I love my job - the one that I do for pay. I'm good at it and it's easy to feel like I'm good at it. It's the grown up equivalent of being a straight-A student. It comes naturally to me.
Then there's gardening. Having grown up in an apartment, I always had dreams of working a piece of land and making it beautiful and productive. I also had to start from scratch as an adult learning how to do it. I am certainly years away from getting the beautiful thing down, but in the last couple of years I've made pretty good strides in productive. I've started saying that we have more of a farm than a garden because it's certainly not orderly or manicured, but it does tend to yield at least some good things to eat. I love to garden, I love to grow things, and a lot of times I feel like I'm incredibly bad at it. I do it anyway because not doing it seems much sadder than struggling with my self-esteem issues. I am prone to just do things that I'm immediately good at, and if it weren't for gardening, I would never grow beyond this. I would never know that failure is not the end of the world and that hard-won successes are sweeter.

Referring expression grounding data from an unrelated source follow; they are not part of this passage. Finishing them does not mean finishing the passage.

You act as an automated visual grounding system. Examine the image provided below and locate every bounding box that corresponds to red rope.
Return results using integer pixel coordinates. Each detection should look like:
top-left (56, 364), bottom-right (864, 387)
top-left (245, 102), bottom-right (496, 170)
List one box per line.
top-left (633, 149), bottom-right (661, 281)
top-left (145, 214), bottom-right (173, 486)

Then there's parenting. My childhood is rife with examples of what not to do as a parent, but it's very hard to be constructive if you only do something in opposition to something else. Perhaps because I've always longed to have children and being able to do this well is so important to me, it's very easy for me to feel like I'm falling short. The critic is loud, but I do it anyway because I love my children and I love being a mom.
There is bravery that happens in response to a dangerous circumstance or an external threat and then there is the bravery that is marked by standing up to the enemies inside you - fear, self-criticism, doubt and all the other mean voices in your head. Bravery in this case is doing it anyway, loving something anyway, inhabiting your life rather than always observing and judging what you do.